When the romantic sculptor, William Ricketts, wanted models for his highly idealized sculptures of Aboriginal people, he traveled from his studio in Mt Dandenong2 all the
way to Arnhem Land to find them. Ricketts, described as an eccentric who held strong views about the power of Aboriginal “spirituality” to heal the land, saw no contradiction in looking for the containers of that spirit in a faraway place, despite the fact that the traditional custodians of the place where he lived and worked still lived in Victoria. The appropriation of Aboriginal motifs and the romanticized depiction of tribal peoples by white film directors, artists and designers could be regarded as paradoxical, given that the popularity of these cultural products coincided with a period in which Aboriginal people themselves were often treated very poorly and relegated a social position that could, at best, be described as marginal.
For more than 200 years, the cultural differences between Aborigines and whites in Australia have been interpreted according to the perceptions of the white majority, which has constructed Aboriginality as either the exotic or the abject Other. In the current era, the representation of Aboriginal people remains fairly stereotypical. Despite the recent advent of a spate of films that have sensitively portrayed Aboriginal themes3, indigenous
representation in the entertainment industry has tended to present Aboriginal people in stereotypical roles oriented towards an historical approach. At the time of writing, only three indigenous entertainers (the actors Deborah Mailman and Aaron Pederson and television presenter Ernie Dingo) were seen regularly on television or in films in contemporary urban roles that did not depend on the fact that they were Aboriginal.
The main premise of the current thesis is that cultural differences exist between Aboriginal and white Australians, differences which have contributed to
misunderstanding and miscommunication between the two groups at the cultural
interface. As long ago as the 1930s, William Cooper (Attwood & Markus, 2004) asserted that white Australians needed to learn to “think black”, in order to truly understand the country itself and our place in it. Before we can attempt to think black, however, white Australians first need to recognize and accept the ways that the cultural frames which hold our individual identities in place have been based on “thinking white”.
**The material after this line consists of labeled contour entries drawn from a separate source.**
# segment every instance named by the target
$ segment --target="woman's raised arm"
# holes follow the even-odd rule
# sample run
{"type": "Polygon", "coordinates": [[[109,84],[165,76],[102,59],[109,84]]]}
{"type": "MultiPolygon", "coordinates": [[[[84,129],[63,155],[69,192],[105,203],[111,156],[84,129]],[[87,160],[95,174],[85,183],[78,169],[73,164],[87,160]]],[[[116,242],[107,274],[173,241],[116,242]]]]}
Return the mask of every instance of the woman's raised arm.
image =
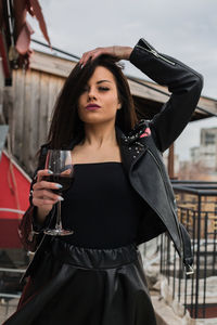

My central argument here is that, before white Australians can enter into a dialogue of reciprocal relations with indigenous Australians, they/we need to come to an
understanding of the ways that the cultural frame of whiteness has led to Australian identities being imagined and represented in particular ways, and that these “white” frames have acted to exclude or marginalize the Aboriginal presence in Australia.